Outre la réduction des prix, l’orientation future du marché du NFT est encore floue. Le NFT a été initialement créé pour démontrer correctement les droits d'auteur des créateurs du monde numérique utilisant les technologies blockchain. Il offre aux créateurs un nouveau canal de distribution qui les connecte directement à leurs fanbases/communautés.
La valeur de tout NFT vient du droit d'auteur qu'il représente par rapport à ses séances photo. Cependant, lorsque nous nous demandons si un NFT est plus cher que d’autres, nous parlons de son gène culturel, de sa communauté et de son identité personnelle. En général, la propriété intellectuelle est la valeur fondamentale des NFT.
Le NFT ayant un potentiel de marché élevé, les débats autour des droits de propriété intellectuelle ne s’arrêtent jamais. Au cours des dernières années, les approches visant à créer des marques, des communautés et du contenu via IP diffèrent selon les projets NFT. Jetons un coup d'œil à Cryptopunk et BAYC.
Avant l'acquisition de Larva Labs par Yuga Labs, CryptoPunks autorisait uniquement ses détenteurs à utiliser le NFT comme photo de profil. Bored Apes, quant à lui, a permis à ses collectionneurs de monétiser les singes qu'ils possèdent. L'approche plus souple de gestion des droits d'auteur de BAYC a abouti à l'apparition de ses dérivés comme Bored Wine qui permettent aux collectionneurs de transformer leurs Apes en une étiquette sur le vin millésimé. BAYC donne plus d'espace libre pour la création de contenu qui évite les complications liées aux droits d'auteur afin de stimuler la créativité de la communauté, afin que les projets puissent acquérir une extraversion qui élargit la taille de la communauté.
Certains autres projets NFT sont allés encore plus loin en supprimant complètement la protection des droits d'auteur de leur projet. La récente montée en puissance du Sudoswap, qui supprime les redevances, indique également que l’époque où l’on gagnait de l’argent grâce aux droits d’auteur est révolue.
Ce que CC0 apporte aux NFT
La licence Creative Commons Zero, dite CC0, signifie « aucun droit réservé » sur la propriété intellectuelle (IP).
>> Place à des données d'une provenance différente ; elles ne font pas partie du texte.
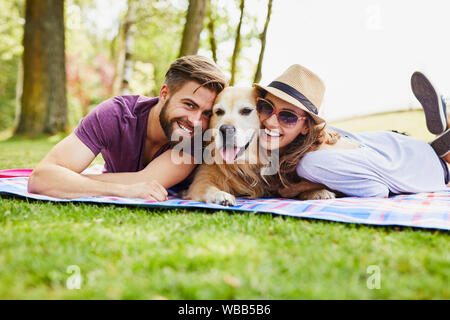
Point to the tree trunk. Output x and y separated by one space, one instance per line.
258 73
44 104
125 65
193 27
212 36
237 44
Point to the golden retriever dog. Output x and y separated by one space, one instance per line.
233 167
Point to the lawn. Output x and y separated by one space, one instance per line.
135 253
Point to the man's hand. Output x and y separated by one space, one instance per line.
152 190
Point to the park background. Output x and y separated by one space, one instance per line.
79 52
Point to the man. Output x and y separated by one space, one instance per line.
133 135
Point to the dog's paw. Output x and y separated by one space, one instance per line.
221 197
320 194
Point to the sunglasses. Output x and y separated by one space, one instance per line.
285 117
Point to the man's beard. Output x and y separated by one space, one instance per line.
167 125
165 122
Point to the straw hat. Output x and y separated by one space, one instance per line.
300 87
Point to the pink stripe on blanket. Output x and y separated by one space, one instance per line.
15 173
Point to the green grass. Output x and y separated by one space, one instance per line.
136 253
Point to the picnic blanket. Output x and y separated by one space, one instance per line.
423 210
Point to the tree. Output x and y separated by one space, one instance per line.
263 35
237 44
193 27
124 68
43 103
212 35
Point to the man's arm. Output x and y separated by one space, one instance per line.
169 169
58 175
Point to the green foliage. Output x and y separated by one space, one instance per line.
159 30
226 18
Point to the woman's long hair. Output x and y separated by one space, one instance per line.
292 154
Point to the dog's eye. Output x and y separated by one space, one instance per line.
246 111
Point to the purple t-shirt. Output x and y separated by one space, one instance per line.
117 128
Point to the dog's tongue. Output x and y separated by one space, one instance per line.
229 154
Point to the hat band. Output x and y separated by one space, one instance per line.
294 94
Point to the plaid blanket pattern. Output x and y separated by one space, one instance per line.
424 210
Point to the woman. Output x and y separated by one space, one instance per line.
372 164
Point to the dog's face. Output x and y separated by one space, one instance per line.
235 125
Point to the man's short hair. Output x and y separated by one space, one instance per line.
195 68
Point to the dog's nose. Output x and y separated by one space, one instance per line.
227 132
La licence CC0 permet aux créateurs de contenus de réaliser des œuvres dérivées et de profiter des NFT sans se soucier des conséquences juridiques, ce qui maximise la libération de la création.
Le projet Nouns, lancé en août 2021, est considéré comme le premier projet CC0 NFT influent. Il s'agissait d'une tentative expérimentale contre l'approche de protection des droits d'auteur de Cryptopunk en renforçant l'identité, la communauté, la gouvernance et une trésorerie pouvant être utilisée par la communauté. L'utilisation de ses droits d'auteur est déterminée par le NounsDAO composé de ses collectionneurs, qui a approuvé plus de 130 projets dérivés comme une collaboration avec Budweiser, la réalisation d'un documentaire et même la création d'une marque de café Nouns. Cette expérience est réussie puisqu'elle a sécurisé environ 45 millions de dollars dans sa trésorerie DAO.
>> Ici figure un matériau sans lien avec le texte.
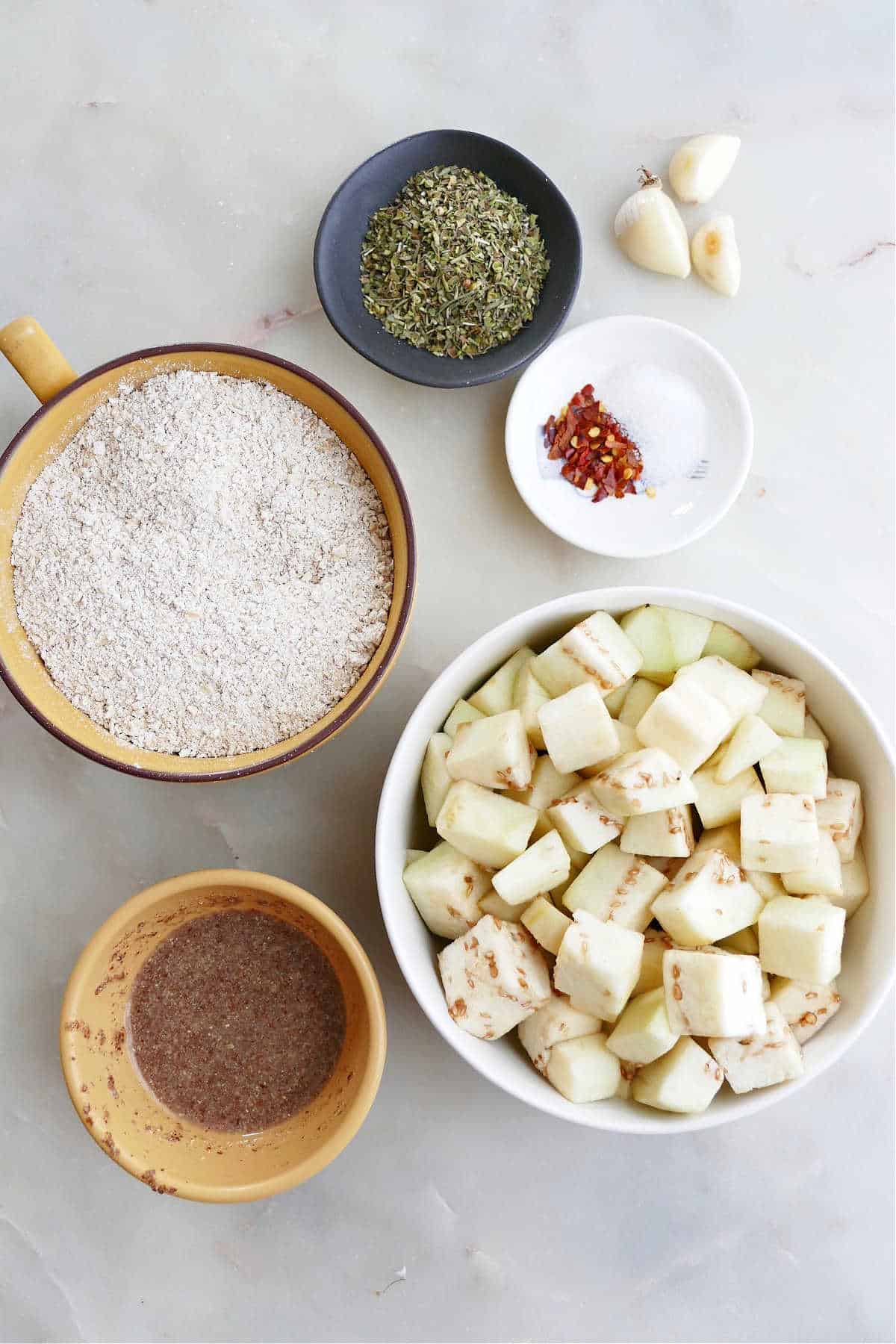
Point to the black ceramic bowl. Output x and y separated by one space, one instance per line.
337 255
Il existe également de nombreux autres NFT utilisant la licence CC0 après le projet Nouns, mais les résultats sont bien différents.
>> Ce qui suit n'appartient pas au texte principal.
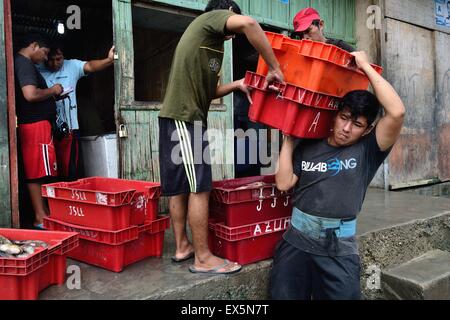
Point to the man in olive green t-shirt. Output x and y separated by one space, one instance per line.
193 84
Le projet Goblintown, sorti sans « Feuille de route ». Aucune utilité. Pas de Discorde. CC0 », indique sur son site Internet, a repris le tableau de classement du volume des transactions d'OpenSea le 2 juin 2022, qui a réalisé plus de 43,7 % du volume total des transactions sur la plateforme avec ses dérivés.

Goblintown est un défi pour le type de communauté NFT dirigée par les créateurs car il élimine complètement l'influence du créateur. La licence CC0 permet à la communauté Goblintown d'être totalement autonome et indépendante de la version originale de NFT elle-même. Il améliore deux attributs importants du NFT, le gène de culture et la capacité mème.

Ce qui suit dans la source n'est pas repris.